В «Утреннем размышлении о Божием величестве» появляются пространственно-временные уточнения, в которых Мироздание обретает динамику спиралевидного движения…
Когда бы смертным толь высоко Возможно было возлететь,
Чтоб к солнцу бренно наше око Могло приближившись воззреть,
Тогда б со всех открылся стран Горящий вечно Океан.
Там огненны валы стремятся И не находят берегов;
Там вихри пламенны крутятся,
Борющись множество веков;
Там камни, как вода, кипят,
Горящи там дожди шумят…
Что за удивительная Вселенная предстает перед нами! Не застывшая в совершенстве своем, а напротив — полная движения: непрерывного, разномасштабного, в различных ритмах протекающего, где исходный импульс — космический: «горящий вечно Океан».
Перед нами — волшебное, фантастическое, космогоническое, пантеистическое представление о Мире и месте Человека в нем! Очень далекое от сегодняшнего, все восторги потушившего, самоощущения. Не близко оно и к тем взглядам, что последуют за ним долгой чередой.
Имея опыт прочтения Растреллиевой архитектуры, можно сказать: мироощущение, запечатленное в поэтических виршах и архитектурной форме, типологически совпадают. Значит, перед нами — источник образов и оправдание Елизаветинской поры…
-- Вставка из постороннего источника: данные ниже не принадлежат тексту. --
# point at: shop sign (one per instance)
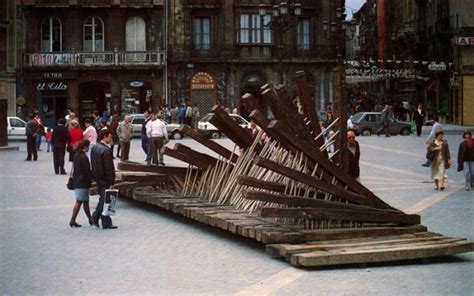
(136, 84)
(51, 86)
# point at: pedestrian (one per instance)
(466, 159)
(75, 136)
(353, 156)
(441, 160)
(59, 140)
(90, 134)
(31, 132)
(437, 127)
(419, 118)
(103, 172)
(145, 141)
(48, 136)
(40, 131)
(156, 131)
(82, 179)
(113, 129)
(385, 118)
(125, 134)
(196, 115)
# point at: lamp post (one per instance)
(285, 16)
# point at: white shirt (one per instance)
(156, 128)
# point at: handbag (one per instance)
(70, 181)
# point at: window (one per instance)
(135, 34)
(202, 33)
(93, 34)
(254, 29)
(51, 35)
(304, 34)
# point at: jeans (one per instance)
(106, 220)
(468, 170)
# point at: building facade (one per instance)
(88, 55)
(222, 49)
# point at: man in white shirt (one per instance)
(156, 132)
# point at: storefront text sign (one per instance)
(51, 86)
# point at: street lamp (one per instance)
(285, 17)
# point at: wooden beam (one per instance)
(222, 151)
(342, 214)
(254, 182)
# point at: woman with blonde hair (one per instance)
(440, 159)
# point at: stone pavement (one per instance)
(154, 252)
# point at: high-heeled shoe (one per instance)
(74, 224)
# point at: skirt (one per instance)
(82, 194)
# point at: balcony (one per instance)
(107, 59)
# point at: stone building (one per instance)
(90, 55)
(222, 49)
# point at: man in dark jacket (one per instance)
(59, 140)
(31, 133)
(103, 171)
(353, 155)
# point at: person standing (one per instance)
(156, 131)
(82, 179)
(353, 156)
(59, 140)
(31, 132)
(437, 127)
(125, 134)
(441, 159)
(103, 172)
(466, 159)
(419, 118)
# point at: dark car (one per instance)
(367, 123)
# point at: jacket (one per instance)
(444, 150)
(103, 170)
(60, 137)
(82, 175)
(125, 132)
(464, 154)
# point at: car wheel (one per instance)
(215, 135)
(176, 136)
(366, 133)
(405, 132)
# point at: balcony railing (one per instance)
(89, 59)
(260, 52)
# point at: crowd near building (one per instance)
(127, 56)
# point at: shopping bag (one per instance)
(110, 202)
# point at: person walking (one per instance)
(437, 127)
(31, 132)
(59, 140)
(75, 136)
(441, 160)
(103, 172)
(419, 118)
(353, 156)
(125, 134)
(82, 179)
(466, 159)
(156, 131)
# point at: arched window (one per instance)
(51, 34)
(93, 34)
(135, 33)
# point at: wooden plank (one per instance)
(254, 182)
(381, 255)
(222, 151)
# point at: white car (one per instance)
(138, 119)
(207, 129)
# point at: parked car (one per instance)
(207, 129)
(138, 119)
(367, 123)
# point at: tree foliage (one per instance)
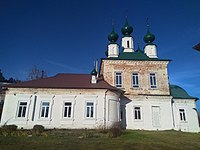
(36, 73)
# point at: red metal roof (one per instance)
(65, 81)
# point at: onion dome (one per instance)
(113, 36)
(149, 37)
(127, 29)
(94, 72)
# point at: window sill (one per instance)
(138, 120)
(153, 88)
(136, 88)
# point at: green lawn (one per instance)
(90, 139)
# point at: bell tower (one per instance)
(127, 40)
(150, 48)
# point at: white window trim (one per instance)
(179, 113)
(49, 113)
(155, 79)
(72, 104)
(27, 104)
(94, 110)
(141, 113)
(116, 80)
(132, 80)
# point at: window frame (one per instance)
(43, 116)
(118, 78)
(22, 110)
(71, 110)
(153, 80)
(135, 77)
(137, 113)
(91, 110)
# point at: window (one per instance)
(182, 114)
(135, 81)
(44, 110)
(89, 110)
(137, 113)
(67, 109)
(118, 79)
(153, 83)
(22, 109)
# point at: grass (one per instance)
(91, 139)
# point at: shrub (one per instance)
(115, 130)
(8, 129)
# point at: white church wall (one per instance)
(155, 112)
(98, 100)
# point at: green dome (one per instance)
(127, 29)
(149, 37)
(179, 93)
(113, 36)
(94, 72)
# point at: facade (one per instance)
(132, 88)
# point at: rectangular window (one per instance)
(67, 110)
(89, 110)
(182, 114)
(137, 113)
(22, 109)
(118, 79)
(153, 83)
(44, 110)
(135, 80)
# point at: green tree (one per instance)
(36, 73)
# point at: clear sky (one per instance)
(66, 36)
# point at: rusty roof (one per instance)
(197, 47)
(65, 81)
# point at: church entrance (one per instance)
(156, 116)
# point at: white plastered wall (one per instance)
(102, 99)
(191, 123)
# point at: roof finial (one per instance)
(138, 44)
(113, 24)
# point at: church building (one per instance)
(131, 87)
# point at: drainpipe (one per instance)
(104, 118)
(173, 113)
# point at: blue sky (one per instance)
(66, 36)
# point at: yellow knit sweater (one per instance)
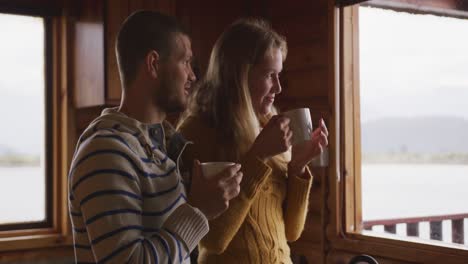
(269, 211)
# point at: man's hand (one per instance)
(212, 196)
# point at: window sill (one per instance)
(34, 241)
(401, 248)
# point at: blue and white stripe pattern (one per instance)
(128, 205)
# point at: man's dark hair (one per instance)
(141, 32)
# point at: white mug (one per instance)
(210, 169)
(300, 124)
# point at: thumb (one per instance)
(196, 169)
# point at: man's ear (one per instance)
(152, 63)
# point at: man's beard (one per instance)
(167, 98)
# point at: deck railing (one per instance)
(435, 226)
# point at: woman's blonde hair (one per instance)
(223, 97)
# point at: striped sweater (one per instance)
(127, 200)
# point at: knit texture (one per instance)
(127, 199)
(256, 227)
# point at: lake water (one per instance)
(415, 190)
(22, 194)
(389, 191)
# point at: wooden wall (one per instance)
(305, 79)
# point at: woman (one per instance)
(231, 118)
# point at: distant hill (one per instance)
(431, 135)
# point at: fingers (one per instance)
(288, 137)
(196, 169)
(233, 187)
(323, 127)
(283, 122)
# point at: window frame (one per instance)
(55, 230)
(346, 232)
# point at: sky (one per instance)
(412, 65)
(21, 84)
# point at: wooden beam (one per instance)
(343, 3)
(452, 8)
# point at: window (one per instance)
(403, 93)
(23, 103)
(414, 124)
(34, 150)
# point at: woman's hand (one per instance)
(275, 138)
(302, 154)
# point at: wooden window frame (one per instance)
(55, 231)
(345, 232)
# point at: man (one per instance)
(127, 199)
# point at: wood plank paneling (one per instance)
(305, 84)
(89, 54)
(116, 12)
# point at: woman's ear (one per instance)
(152, 63)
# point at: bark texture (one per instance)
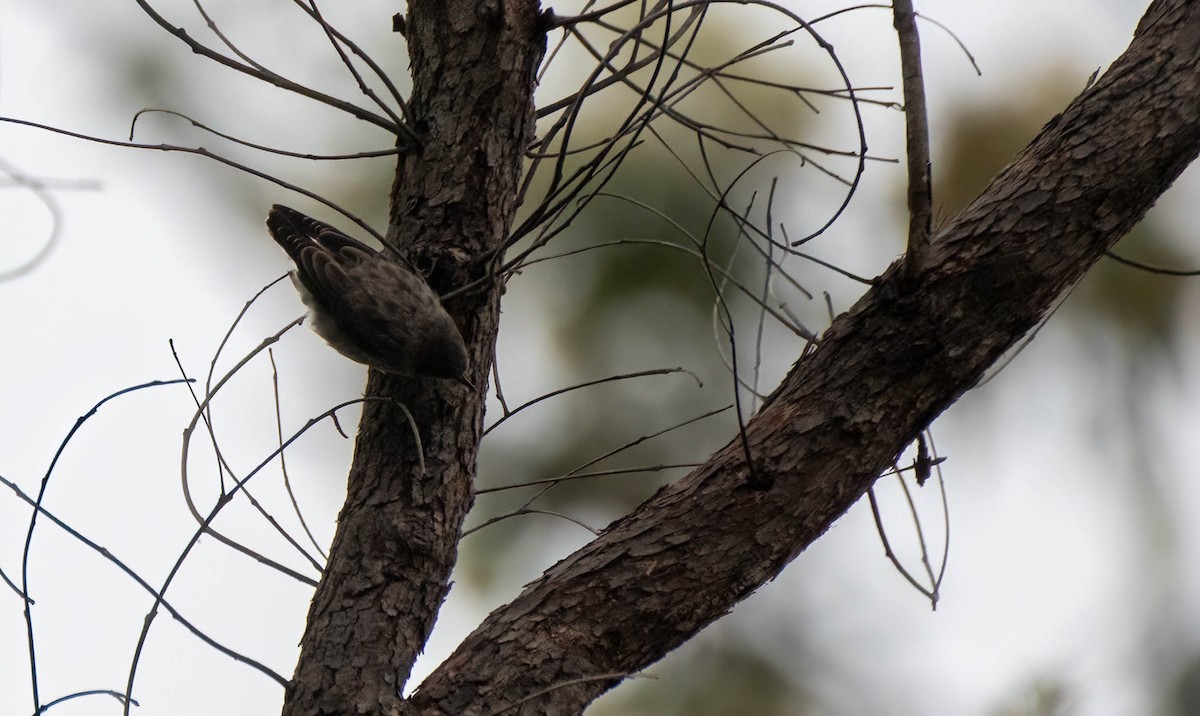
(886, 368)
(453, 203)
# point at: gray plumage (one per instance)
(372, 308)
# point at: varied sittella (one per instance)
(371, 307)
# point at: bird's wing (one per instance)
(323, 254)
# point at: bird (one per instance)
(372, 307)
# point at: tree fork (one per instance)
(883, 371)
(453, 202)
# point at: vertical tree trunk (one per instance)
(451, 204)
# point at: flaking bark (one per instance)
(883, 371)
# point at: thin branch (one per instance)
(203, 152)
(265, 74)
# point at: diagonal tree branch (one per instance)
(891, 365)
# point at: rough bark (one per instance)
(451, 204)
(901, 355)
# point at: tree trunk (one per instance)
(907, 349)
(451, 204)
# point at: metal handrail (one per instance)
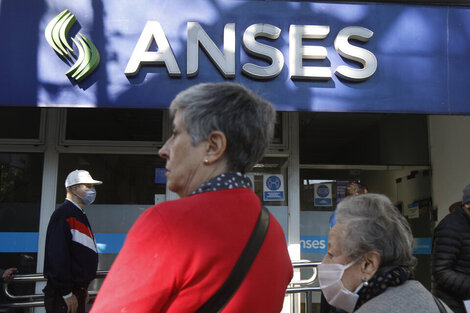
(34, 300)
(306, 285)
(37, 300)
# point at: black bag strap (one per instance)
(218, 301)
(441, 307)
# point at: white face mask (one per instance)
(333, 289)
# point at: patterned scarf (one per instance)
(225, 181)
(380, 282)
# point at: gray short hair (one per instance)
(246, 120)
(372, 223)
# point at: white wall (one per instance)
(449, 148)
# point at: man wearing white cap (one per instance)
(71, 257)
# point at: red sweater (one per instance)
(178, 254)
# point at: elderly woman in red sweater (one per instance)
(179, 253)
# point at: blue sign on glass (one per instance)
(273, 190)
(423, 245)
(314, 244)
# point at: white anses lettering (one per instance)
(225, 61)
(298, 52)
(348, 51)
(153, 31)
(252, 47)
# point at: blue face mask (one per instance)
(90, 195)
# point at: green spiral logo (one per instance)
(88, 56)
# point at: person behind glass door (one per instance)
(178, 253)
(451, 256)
(71, 257)
(8, 274)
(369, 265)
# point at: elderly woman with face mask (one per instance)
(369, 264)
(179, 253)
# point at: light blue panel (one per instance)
(28, 242)
(110, 243)
(18, 242)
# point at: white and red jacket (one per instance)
(71, 255)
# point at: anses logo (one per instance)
(88, 56)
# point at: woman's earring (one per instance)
(365, 280)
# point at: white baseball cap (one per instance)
(80, 177)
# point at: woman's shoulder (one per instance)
(411, 296)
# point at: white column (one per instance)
(49, 188)
(294, 205)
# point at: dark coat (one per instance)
(451, 259)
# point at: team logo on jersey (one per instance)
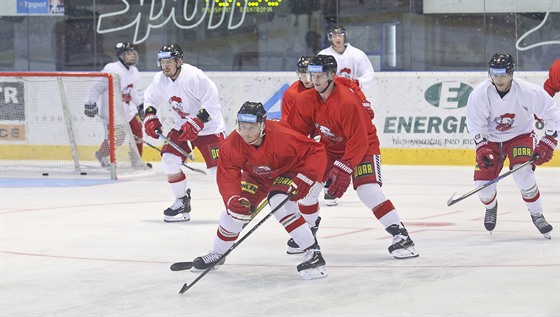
(176, 104)
(261, 170)
(282, 180)
(346, 72)
(249, 187)
(363, 169)
(126, 93)
(504, 122)
(215, 152)
(522, 151)
(329, 135)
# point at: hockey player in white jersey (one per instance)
(193, 99)
(500, 118)
(352, 62)
(131, 100)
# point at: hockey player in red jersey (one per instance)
(194, 103)
(266, 159)
(552, 83)
(304, 83)
(352, 149)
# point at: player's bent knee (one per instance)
(171, 163)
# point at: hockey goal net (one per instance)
(43, 127)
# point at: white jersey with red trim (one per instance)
(190, 92)
(131, 97)
(501, 119)
(353, 63)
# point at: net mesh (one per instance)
(43, 125)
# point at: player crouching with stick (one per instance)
(261, 159)
(500, 118)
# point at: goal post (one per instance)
(43, 126)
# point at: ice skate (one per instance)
(490, 218)
(403, 246)
(313, 266)
(180, 210)
(544, 227)
(103, 160)
(201, 263)
(329, 200)
(293, 247)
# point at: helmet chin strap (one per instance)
(330, 81)
(177, 71)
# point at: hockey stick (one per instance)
(186, 286)
(181, 266)
(159, 150)
(183, 152)
(452, 201)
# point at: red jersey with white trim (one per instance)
(289, 97)
(552, 83)
(348, 135)
(282, 151)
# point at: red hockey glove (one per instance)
(545, 149)
(485, 157)
(152, 123)
(189, 131)
(91, 110)
(302, 184)
(338, 179)
(367, 108)
(239, 208)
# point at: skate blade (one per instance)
(195, 270)
(178, 218)
(294, 251)
(407, 253)
(314, 273)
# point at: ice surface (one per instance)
(102, 249)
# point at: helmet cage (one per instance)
(322, 64)
(123, 48)
(338, 30)
(169, 51)
(501, 64)
(302, 64)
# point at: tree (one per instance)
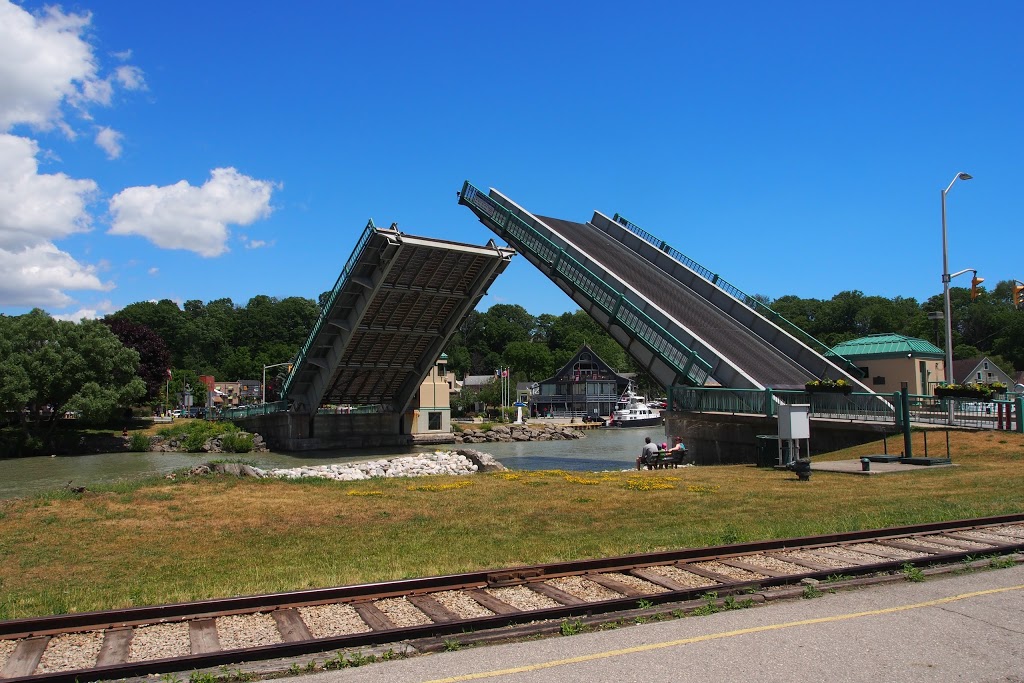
(528, 360)
(50, 367)
(154, 357)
«Золотое царство» в золотых дворцах возникло, благодаря
оптимистическому видению Мира, которое отличает:
жизнедеятельно -жизнеутверждающая сила;
чувство восторга перед грандиозностью Мироздания,
наделяющее образы этаким «возвышенным парением»;
свобода воображения, рисующего картины динамичные,
контрастные, с предельно четко выраженным ритмом;
вера в то, что «натура» — явление Высшей гармонии,
свойственной сотворенному Богом Мирозданию и Человеку.
Нет в Ломоносовском видении Мира христианского смирения, согласно которому Земля — то, что «должно минуть», ибо человек запятнан «первородным грехом» стремления, познав запретное, «стать, как Боги». Нет смирения духа и в дивных Растреллиевых видениях. Напротив…
В «золотом царстве» запечатлена
вся полнота единения Природы — Бога — Человека.
Эта связь действовала в Петербурге изначально,
наделяя созидательной силой Петровы благие намерения.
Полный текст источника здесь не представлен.